Outside the HOPA or the Fair Housing Act, the right of a surviving spouse or a child to live on the property after the 55+ resident passes away is an issue for state and local policy. It will have been laid out in the original contractual agreements between developers and purchasers. The federal 80/20 provision was designed, at least in part, to allow a senior community to plan for inevitable ownership changes, yet keep its age-related exemption, in these very cases.
The Rules and Regulations of a senior housing association sets forth the actual allowed percentage of units for residents under 55. Individual properties can have more stringent rules than the 80/20 formula. Moreover, even if a 55+ community has (and is comfortably under) a standard 80/20 limit, its rules still might force heirs under 55 to sell the unit.
Bottom line? Check the community’s Rules and Regulations to avoid surprises.

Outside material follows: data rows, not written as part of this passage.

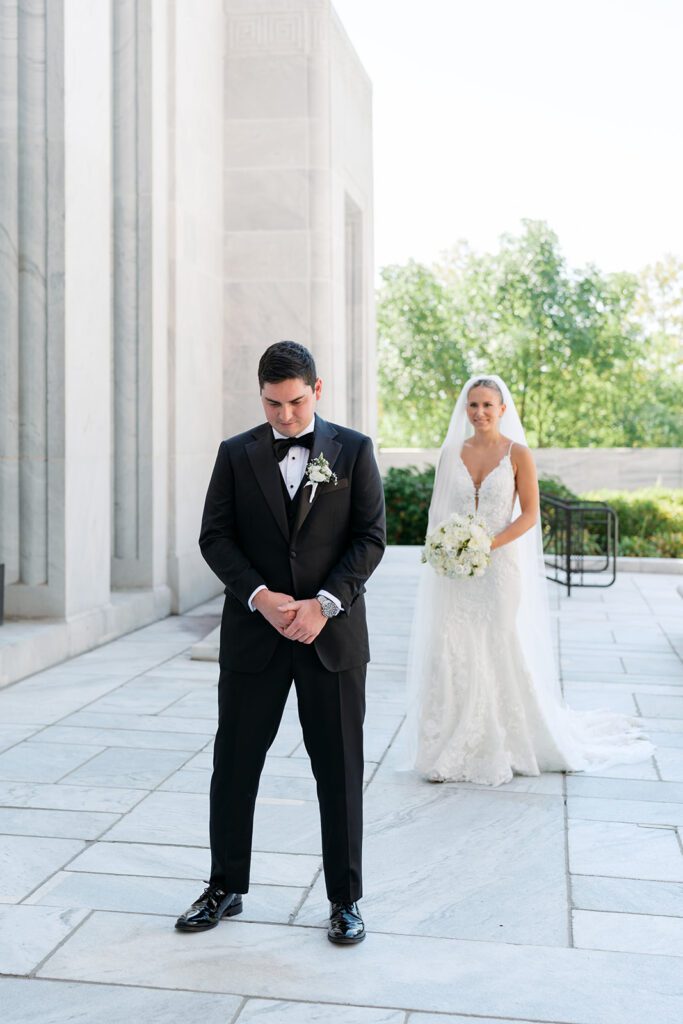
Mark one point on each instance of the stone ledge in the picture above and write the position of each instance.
(28, 646)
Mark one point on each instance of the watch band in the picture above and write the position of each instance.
(329, 607)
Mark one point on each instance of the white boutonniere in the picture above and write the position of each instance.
(318, 471)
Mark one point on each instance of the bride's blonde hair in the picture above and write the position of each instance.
(487, 382)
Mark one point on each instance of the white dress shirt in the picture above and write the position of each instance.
(293, 468)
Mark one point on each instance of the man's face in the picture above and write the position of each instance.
(290, 404)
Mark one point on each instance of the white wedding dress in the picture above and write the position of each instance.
(477, 714)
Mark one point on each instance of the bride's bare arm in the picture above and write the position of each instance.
(527, 489)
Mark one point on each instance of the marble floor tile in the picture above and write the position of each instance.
(634, 811)
(668, 739)
(68, 798)
(644, 770)
(174, 818)
(458, 1019)
(652, 665)
(630, 933)
(494, 868)
(598, 699)
(148, 894)
(142, 696)
(61, 824)
(655, 707)
(28, 934)
(146, 723)
(272, 1012)
(191, 862)
(51, 701)
(294, 767)
(662, 724)
(37, 762)
(627, 895)
(57, 734)
(628, 851)
(670, 763)
(437, 975)
(11, 734)
(26, 861)
(29, 1000)
(128, 767)
(624, 788)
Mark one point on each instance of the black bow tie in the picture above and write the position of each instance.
(281, 445)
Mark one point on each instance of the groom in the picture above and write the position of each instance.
(293, 526)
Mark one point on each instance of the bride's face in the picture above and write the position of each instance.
(484, 410)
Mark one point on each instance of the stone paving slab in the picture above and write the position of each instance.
(553, 899)
(387, 971)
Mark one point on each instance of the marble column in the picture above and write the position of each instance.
(139, 388)
(196, 284)
(126, 274)
(9, 502)
(56, 258)
(32, 207)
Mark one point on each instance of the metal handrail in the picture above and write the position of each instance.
(580, 539)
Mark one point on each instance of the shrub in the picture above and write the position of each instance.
(408, 493)
(650, 520)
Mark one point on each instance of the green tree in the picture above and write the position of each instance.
(421, 370)
(579, 349)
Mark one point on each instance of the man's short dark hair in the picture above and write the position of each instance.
(284, 361)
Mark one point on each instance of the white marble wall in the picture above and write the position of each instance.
(174, 187)
(196, 299)
(56, 436)
(581, 469)
(296, 139)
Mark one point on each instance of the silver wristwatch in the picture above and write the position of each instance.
(329, 607)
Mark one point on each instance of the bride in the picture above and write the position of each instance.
(484, 699)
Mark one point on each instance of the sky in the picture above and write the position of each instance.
(486, 112)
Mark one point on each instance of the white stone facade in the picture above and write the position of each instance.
(180, 185)
(298, 205)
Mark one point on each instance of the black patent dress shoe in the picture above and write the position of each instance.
(346, 925)
(205, 912)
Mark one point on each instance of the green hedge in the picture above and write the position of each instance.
(650, 520)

The Community’s Minimum Age Rule: No Kids Allowed?
The typical senior community’s minimum age rule is 18+ for residents. Some raise their minimum to age 21 over even higher. This means you won’t want to pass one of these units along to your children if they have young kids, unless your children understand they will be selling the unit.
So, basically, most 55+ communities don’t let kids (under 18, or the specific age set by the rules) live on-site unless an exemption is made. Furthermore, most communities require any resident who’s under 55 to live in a unit occupied by someone 55 or older.

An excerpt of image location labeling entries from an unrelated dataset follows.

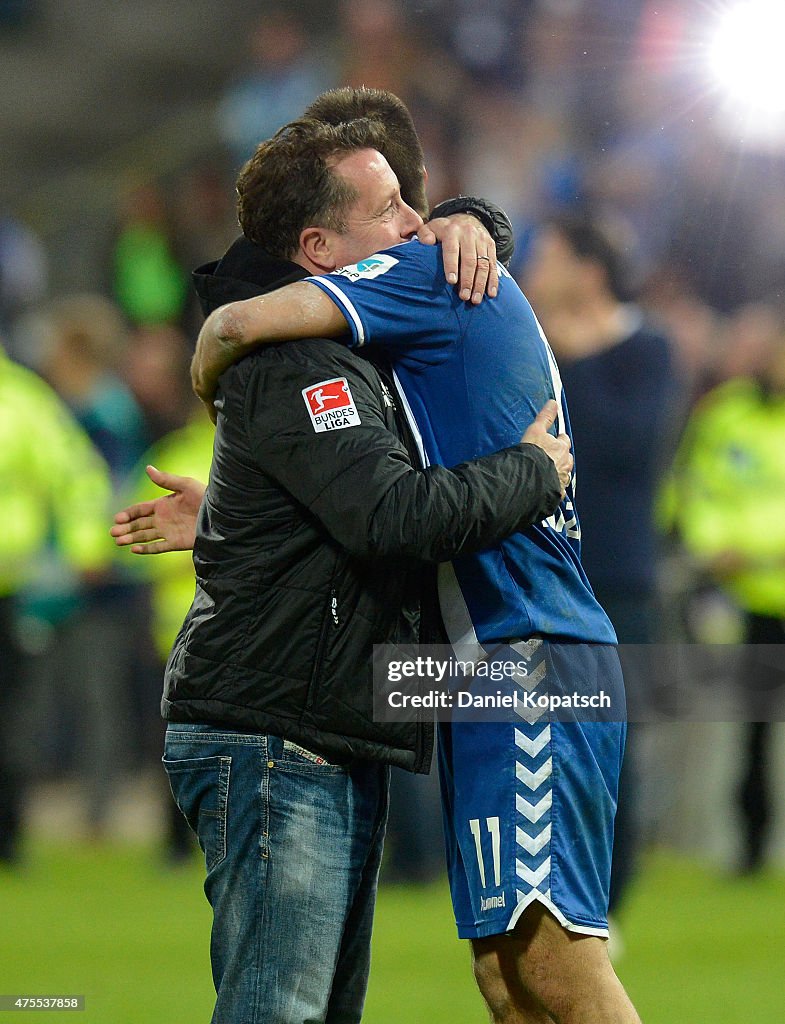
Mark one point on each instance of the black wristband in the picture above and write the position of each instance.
(492, 217)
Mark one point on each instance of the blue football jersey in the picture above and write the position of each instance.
(474, 378)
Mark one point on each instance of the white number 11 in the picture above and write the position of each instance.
(495, 845)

Now, you might be asking: Can my grandchildren visit and stay with me at a 55+ community?
Nearly all age-restricted properties do let children visit—typically, for a time limit ranging anywhere from two weeks to three months in a given year. Review the Rules and Regulations to find restrictions on children as guests. They might include a provision for registering young visitors and keeping tabs on the time they spend on the property. Youngsters might also be barred from using the property’s amenities without adults present, given insurance restrictions. Be sure you’re comfortable with these provisions before buying.
On the Rise: Senior Co-Ops
Senior co-ops are becoming popular choices for people who wish to live in communities governed directly by the residents. The main idea behind the senior co-op is to age comfortably, surrounded by an involved and mutually supportive group of people.

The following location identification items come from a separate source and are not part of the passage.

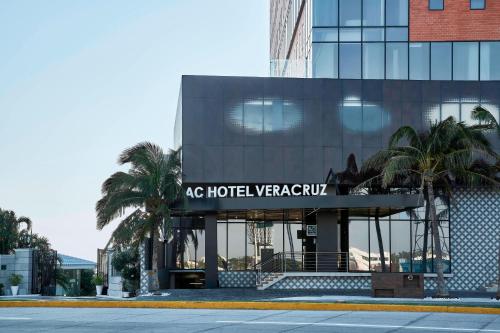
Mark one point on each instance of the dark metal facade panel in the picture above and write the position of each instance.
(286, 130)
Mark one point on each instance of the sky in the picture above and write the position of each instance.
(82, 80)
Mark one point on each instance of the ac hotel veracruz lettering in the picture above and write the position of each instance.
(249, 191)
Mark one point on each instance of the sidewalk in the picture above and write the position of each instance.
(264, 300)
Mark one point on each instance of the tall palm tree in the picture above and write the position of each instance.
(442, 155)
(10, 230)
(151, 186)
(351, 177)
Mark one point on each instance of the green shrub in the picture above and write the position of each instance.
(15, 279)
(98, 280)
(87, 288)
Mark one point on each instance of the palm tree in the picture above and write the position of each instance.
(498, 278)
(444, 154)
(10, 232)
(151, 186)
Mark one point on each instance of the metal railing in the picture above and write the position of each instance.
(283, 262)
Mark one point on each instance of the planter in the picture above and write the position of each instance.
(14, 290)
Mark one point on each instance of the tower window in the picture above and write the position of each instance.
(477, 4)
(436, 4)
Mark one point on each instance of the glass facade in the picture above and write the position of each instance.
(386, 21)
(394, 242)
(398, 242)
(490, 66)
(245, 238)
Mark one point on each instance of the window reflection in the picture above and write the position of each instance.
(465, 61)
(373, 12)
(350, 60)
(440, 61)
(373, 61)
(270, 115)
(379, 245)
(325, 60)
(400, 246)
(419, 61)
(397, 61)
(397, 12)
(490, 66)
(350, 12)
(359, 258)
(325, 13)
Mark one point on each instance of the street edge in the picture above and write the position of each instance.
(251, 306)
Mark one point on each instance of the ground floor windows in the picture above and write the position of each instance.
(399, 242)
(246, 238)
(382, 240)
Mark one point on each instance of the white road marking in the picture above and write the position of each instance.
(430, 328)
(14, 318)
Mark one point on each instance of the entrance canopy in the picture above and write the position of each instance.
(364, 205)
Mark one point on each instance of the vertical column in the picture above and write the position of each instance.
(144, 280)
(211, 250)
(327, 241)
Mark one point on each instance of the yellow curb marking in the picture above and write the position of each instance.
(251, 306)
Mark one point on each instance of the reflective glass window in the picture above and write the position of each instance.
(400, 246)
(325, 60)
(450, 110)
(325, 34)
(273, 115)
(350, 60)
(373, 12)
(396, 34)
(440, 61)
(419, 61)
(292, 243)
(490, 64)
(373, 34)
(359, 257)
(236, 246)
(373, 61)
(465, 61)
(436, 4)
(350, 35)
(253, 117)
(222, 245)
(396, 65)
(350, 12)
(477, 4)
(325, 13)
(396, 12)
(379, 246)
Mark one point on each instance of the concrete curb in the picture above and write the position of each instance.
(252, 306)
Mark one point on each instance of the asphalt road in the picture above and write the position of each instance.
(173, 320)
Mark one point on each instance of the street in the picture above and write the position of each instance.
(185, 320)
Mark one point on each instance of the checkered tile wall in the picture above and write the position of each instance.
(475, 237)
(237, 279)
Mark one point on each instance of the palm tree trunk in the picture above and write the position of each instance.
(380, 241)
(442, 291)
(426, 235)
(155, 282)
(498, 278)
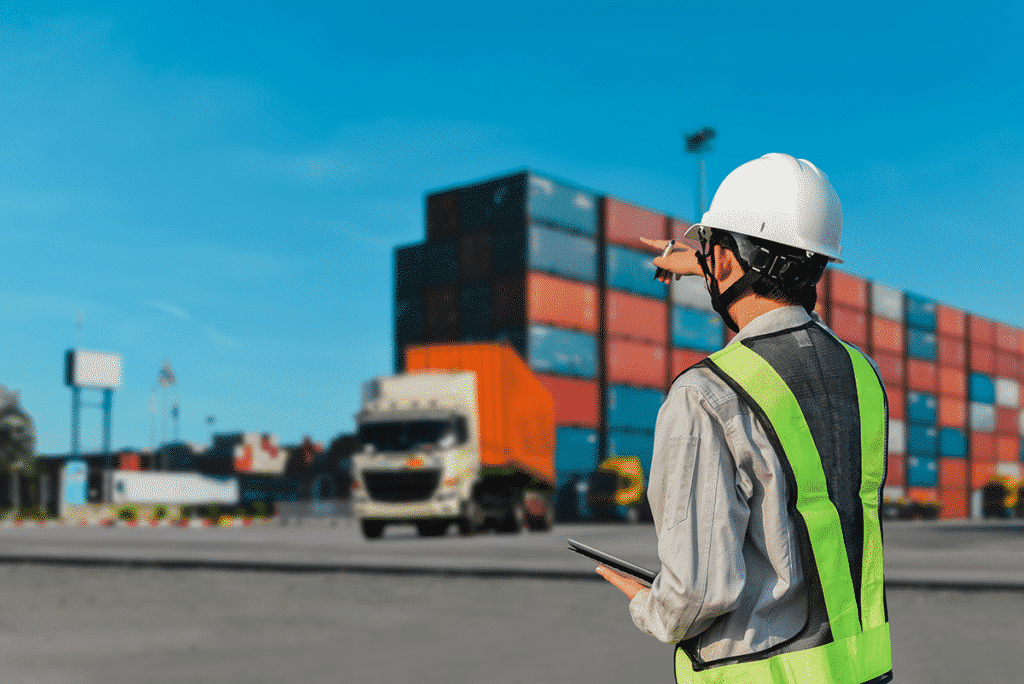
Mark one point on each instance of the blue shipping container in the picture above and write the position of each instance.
(696, 330)
(576, 451)
(632, 408)
(562, 351)
(921, 408)
(982, 388)
(952, 442)
(555, 203)
(497, 203)
(922, 439)
(440, 261)
(562, 253)
(920, 344)
(640, 444)
(920, 312)
(633, 271)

Most co-ops only have one property deed. The residents hold shares, as though in a corporation. Shareholders can convey their shares. But the transfer of shares is subject to the co-op board’s approval. What about heirs? Check the terms in the proprietary lease before investing. Some allow transfers of co-op shares to beneficiaries through a will or through a revocable trust. Some do not.
Moreover, inheriting a co-op share does not necessarily mean being allowed to live there. Most co-ops will at least want the person who will get the unit to come in for an interview and vetting process. If the transfer doesn’t work out, the heir may be able to sell the shares back to the co-op.
You’ll need to think about vesting in advance. Co-op owners should know how titling is done on the share certificates. If a couple owns as tenants in common, their interests will go into probate when they pass away. Therefore, owners as tenants in common need wills that state exactly how they want their shares conveyed. What happens if an unmarried co-op resident leaves shares to a life partner? A court would likely find that anti-discrimination laws compel the co-op to treat the life partner as it would treat a spouse in the same situation.
The Importance of Case-Specific Advice
As with anything that involves federal law, state policy, and local custom, there are plenty of possible situations beyond the scope of our series, which is for your general information only. An attorney can explain the state probate code, real estate documents, or your beneficiary’s rights. An attorney can also advise you if anti-discrimination laws may have been violated.
Perhaps most important of all, an attorney can help you state your clear intentions in your will or trust, real estate title, or other legal documents. Whether you choose a senior co-op or condo, things can get difficult later if someone contests your will. And the condo or co-op fees must be paid until probate is settled, or the home is sold to a new resident.
Consider your move to a 55+ community the right time to get your estate plan in good shape, too. Then enjoy your golden years. You’ve earned them.